Rated 1 out of 5 stars
[EDIT: After using this tool for a good chunk of time, I realized all the readings are off. After comparing measurements to other window measuring tools I found the measurements are WAY OFF. Tested both viewport and window size and found measurements displayed are not close to either!!! I would post picture evidence but no upload feature.]
I needed a simple app to help with responsive window resolution testing for my website. And this app fit my needs almost perfectly. It could use a few more features like starting with a few more standard sizes but otherwise great job!
If you make it open source, I promise to make some improvements from similar apps (but more advanced) that I have used and tested and found to be useful. Sadly, they only work with Chrome. =[
Oh, and a super thanks for letting me know about Barlesque, I love it!!!!

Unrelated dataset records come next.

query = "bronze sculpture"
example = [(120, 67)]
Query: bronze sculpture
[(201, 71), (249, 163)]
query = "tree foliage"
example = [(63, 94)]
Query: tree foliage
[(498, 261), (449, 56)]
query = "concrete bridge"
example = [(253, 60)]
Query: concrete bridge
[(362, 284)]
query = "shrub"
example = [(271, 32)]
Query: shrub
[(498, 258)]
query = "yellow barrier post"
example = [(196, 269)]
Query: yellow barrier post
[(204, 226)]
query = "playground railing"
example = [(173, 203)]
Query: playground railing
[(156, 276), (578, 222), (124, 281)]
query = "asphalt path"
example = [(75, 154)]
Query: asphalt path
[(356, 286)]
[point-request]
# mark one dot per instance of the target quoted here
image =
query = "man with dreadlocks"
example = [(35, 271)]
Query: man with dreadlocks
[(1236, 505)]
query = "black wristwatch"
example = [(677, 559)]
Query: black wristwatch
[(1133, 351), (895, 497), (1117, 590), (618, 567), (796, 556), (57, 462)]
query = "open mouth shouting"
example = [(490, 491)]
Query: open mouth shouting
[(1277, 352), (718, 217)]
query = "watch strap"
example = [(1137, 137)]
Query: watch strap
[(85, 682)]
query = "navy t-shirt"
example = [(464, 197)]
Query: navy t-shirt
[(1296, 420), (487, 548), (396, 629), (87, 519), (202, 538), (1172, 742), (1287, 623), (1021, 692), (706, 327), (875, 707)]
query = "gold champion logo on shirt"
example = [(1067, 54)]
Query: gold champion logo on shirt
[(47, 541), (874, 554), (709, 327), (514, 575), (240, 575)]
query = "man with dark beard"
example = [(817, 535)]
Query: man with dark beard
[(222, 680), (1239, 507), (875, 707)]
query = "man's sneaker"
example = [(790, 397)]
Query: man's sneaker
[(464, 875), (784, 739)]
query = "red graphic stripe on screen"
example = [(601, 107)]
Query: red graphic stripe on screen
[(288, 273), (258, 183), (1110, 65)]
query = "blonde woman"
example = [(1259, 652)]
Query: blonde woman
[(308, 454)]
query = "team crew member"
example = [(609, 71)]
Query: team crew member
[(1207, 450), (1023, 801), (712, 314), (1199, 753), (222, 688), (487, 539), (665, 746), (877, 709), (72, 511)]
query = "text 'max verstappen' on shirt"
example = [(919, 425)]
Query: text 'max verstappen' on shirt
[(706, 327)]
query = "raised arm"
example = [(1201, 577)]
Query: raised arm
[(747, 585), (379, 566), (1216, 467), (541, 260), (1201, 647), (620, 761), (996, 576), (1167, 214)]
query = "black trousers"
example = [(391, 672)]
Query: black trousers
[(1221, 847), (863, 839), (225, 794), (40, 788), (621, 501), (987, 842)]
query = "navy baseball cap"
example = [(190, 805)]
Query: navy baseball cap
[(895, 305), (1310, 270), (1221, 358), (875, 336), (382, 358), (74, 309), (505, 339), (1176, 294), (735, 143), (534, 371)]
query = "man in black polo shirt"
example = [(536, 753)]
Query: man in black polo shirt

This extension is meant to resize the entire browser window to the specified size, not the HTML viewport. I really feel that most, if not all web site designs seem to target some sort of ideal viewport size (like 1024x768), and always seem to forget about window borders, scroll bars, etc..., and it really drives me nuts. You can't ignore the fact that browsers have all of these interface elements. If you're developing for mobile devices, this is a different story, and in that case, using the viewport size would make more sense.
Firesizer's measurements include these window borders, top/bottom status bars, menus, navigation buttons, etc... When these are included, the measurements are accurate. Further, when the window is maximized, Windows actually just makes the window so big that you can't see the borders, but they are still there. This will cause the measurements to appear to be inaccurate in a maximized window. There is no way to account for this in the extension because the border widths are OS specific, and users can change them if they want.